Anyway as I said there was definitely chemistry throughout her classes but I relentlessly creeped her out progressively as the classes went on - but then I was also a bit of a black sheep in the class as a whole so it was very difficult to open up and talk to her normally. I had fostered a sort of malcontent/crazy/rebellious reputation at the college there... that was my schtick and people really bought it. Still trying to figure out why I did that... :-)

 

If I get more group emails from her, especially ones saying she's gonna go out on such and such a night/event/whatever then I'll email her then to ask how she's doing and hopefully she'll reply with something positive. There's no way I'm gonna try track her down or go to any of her classes anymore so if I don't get a clear opportunity to talk to her in a social situation and be normal around her, then screw it.

Posted

Atleast u've your crush's email, I've no way of contacting my crush, I had an opportunity to get her number I was sitting with her, I had her phone on my hands, but b'coz I was sitting next to her for the 1st tym the thought of getting her number went to japan

Posted
Should I just finally move on, get a better social life and try find another crush? I've been on dates since then but haven't met anyone I had a genuine connection with...

 

Yes.

 

I hate to break it to you, but you didn't have a genuine connection with this one. Assuming your interpretation is correct, and she took a liking to you, you responded with disrespect for her class, and consequently, for her. That was your first inappropriate response.

 

Now you're getting emails to former students blasted at you and you think it means something. That is your second inappropriate response.

 

Going for a hat trick? Email her back expressing your interest. You'll be 3 for 3.

  • Author
Posted (edited)
Yes.

 

I hate to break it to you, but you didn't have a genuine connection with this one. Assuming your interpretation is correct, and she took a liking to you, you responded with disrespect for her class, and consequently, for her.
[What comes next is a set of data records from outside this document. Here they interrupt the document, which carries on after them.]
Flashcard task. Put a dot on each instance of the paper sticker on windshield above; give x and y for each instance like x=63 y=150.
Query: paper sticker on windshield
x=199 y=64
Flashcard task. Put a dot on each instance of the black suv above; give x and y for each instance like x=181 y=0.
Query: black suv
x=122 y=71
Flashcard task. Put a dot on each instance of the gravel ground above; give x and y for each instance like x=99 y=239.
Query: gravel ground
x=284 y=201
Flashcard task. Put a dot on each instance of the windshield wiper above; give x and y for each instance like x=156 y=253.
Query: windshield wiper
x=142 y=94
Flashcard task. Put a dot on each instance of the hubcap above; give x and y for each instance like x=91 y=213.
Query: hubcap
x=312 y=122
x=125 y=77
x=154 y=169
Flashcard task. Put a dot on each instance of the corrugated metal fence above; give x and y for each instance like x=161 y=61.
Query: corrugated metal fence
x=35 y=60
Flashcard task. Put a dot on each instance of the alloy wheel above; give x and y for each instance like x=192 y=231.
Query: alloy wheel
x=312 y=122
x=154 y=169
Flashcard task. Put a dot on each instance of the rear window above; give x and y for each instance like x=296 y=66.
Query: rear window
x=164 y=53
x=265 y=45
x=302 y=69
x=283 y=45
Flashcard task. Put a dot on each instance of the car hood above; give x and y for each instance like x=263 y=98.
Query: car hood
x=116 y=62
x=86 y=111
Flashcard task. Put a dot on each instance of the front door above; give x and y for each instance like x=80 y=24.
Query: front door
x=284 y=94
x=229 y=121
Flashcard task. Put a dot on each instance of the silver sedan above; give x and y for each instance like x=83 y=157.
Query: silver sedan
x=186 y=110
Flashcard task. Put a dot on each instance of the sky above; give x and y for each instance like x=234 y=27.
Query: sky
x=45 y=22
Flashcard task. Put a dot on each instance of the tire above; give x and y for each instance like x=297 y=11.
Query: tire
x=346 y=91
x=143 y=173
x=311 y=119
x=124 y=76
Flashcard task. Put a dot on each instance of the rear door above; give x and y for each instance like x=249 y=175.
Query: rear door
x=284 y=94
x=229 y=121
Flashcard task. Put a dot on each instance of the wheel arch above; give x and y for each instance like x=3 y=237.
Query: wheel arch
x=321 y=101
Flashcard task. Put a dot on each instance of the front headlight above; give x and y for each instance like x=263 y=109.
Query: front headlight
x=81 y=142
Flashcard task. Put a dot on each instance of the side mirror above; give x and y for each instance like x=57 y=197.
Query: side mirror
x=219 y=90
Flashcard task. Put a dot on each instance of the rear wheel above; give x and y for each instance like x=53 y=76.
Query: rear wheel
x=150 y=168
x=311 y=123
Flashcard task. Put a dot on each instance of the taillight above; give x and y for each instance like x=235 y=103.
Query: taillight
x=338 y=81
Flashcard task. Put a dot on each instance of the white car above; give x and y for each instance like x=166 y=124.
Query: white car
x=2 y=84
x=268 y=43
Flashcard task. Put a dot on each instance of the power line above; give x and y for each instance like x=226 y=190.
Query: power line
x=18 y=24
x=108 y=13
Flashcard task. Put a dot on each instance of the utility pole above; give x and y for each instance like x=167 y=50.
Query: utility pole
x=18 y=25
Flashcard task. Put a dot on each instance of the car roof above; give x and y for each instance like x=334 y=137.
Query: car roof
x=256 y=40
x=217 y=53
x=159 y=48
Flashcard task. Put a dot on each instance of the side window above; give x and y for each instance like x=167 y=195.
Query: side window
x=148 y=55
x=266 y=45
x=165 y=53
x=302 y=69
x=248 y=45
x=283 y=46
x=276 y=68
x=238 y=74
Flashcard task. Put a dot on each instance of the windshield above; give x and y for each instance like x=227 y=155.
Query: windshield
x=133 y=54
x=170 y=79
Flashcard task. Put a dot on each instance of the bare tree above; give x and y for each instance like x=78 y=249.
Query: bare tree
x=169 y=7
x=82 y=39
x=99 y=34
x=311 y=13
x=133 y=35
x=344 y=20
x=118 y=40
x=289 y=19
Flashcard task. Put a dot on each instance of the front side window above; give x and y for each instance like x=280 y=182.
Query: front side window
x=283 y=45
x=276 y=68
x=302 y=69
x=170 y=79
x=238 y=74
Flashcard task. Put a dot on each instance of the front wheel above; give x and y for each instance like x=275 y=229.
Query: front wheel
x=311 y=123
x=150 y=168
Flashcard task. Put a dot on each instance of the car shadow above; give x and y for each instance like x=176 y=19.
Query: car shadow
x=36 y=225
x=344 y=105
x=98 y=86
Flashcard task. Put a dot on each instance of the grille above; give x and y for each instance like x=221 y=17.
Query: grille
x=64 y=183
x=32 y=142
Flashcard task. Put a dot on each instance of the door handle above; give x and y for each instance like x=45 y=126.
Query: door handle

That was your first inappropriate response.

 

Now you're getting emails to former students blasted at you and you think it means something. That is your second inappropriate response.

 

Going for a hat trick? Email her back expressing your interest. You'll be 3 for 3.

 

Thanks for the feedback.

 

I do believe she genuinely liked me during the first classes with her. The middle classes she became more ambivalent but still very friendly and by the last class she was angry, worried, fearful and didn't have any positive sentiments at all.

 

About this 'inappropriate response' you talk about - that's just a matter of interpretation. I didn't feel any disrespect AT ALL at the time, even though I may have acted that way. Judging from her angry reactions, the fact that I didn't apologise for sauntering into her classes 45 minutes late on two occasions was a deciding factor in her mind. In reality the lateness was genuinely an unintentional mistake and I felt like telling her I was sorry when I got there... but I didn't do that and instead sort of played up to that dickhead image of someone who would do that... also she did not ask me why I was late... why not? 45 min late on two occasions. No one else did that but me and she didn't ask.

 

But yeah anyway it was obvious that she was fuming by the end so disrespect was definitely her interpretation of it and I guess that's all that matters really... she judged me on my outward behaviour. I've pretty much almost come to terms with it finally but damn... it's not at all what I intended. It was just my way of flirting with her.

 

Ultimately I KNOW I wasn't being myself during my time at that college and I was even aware of it at the time. I think I was actually quite mature at that point but was sort of acting like a brat anyway. I sort of wanted to be a brat so I guess the good thing is that by doing that I got it out of my system.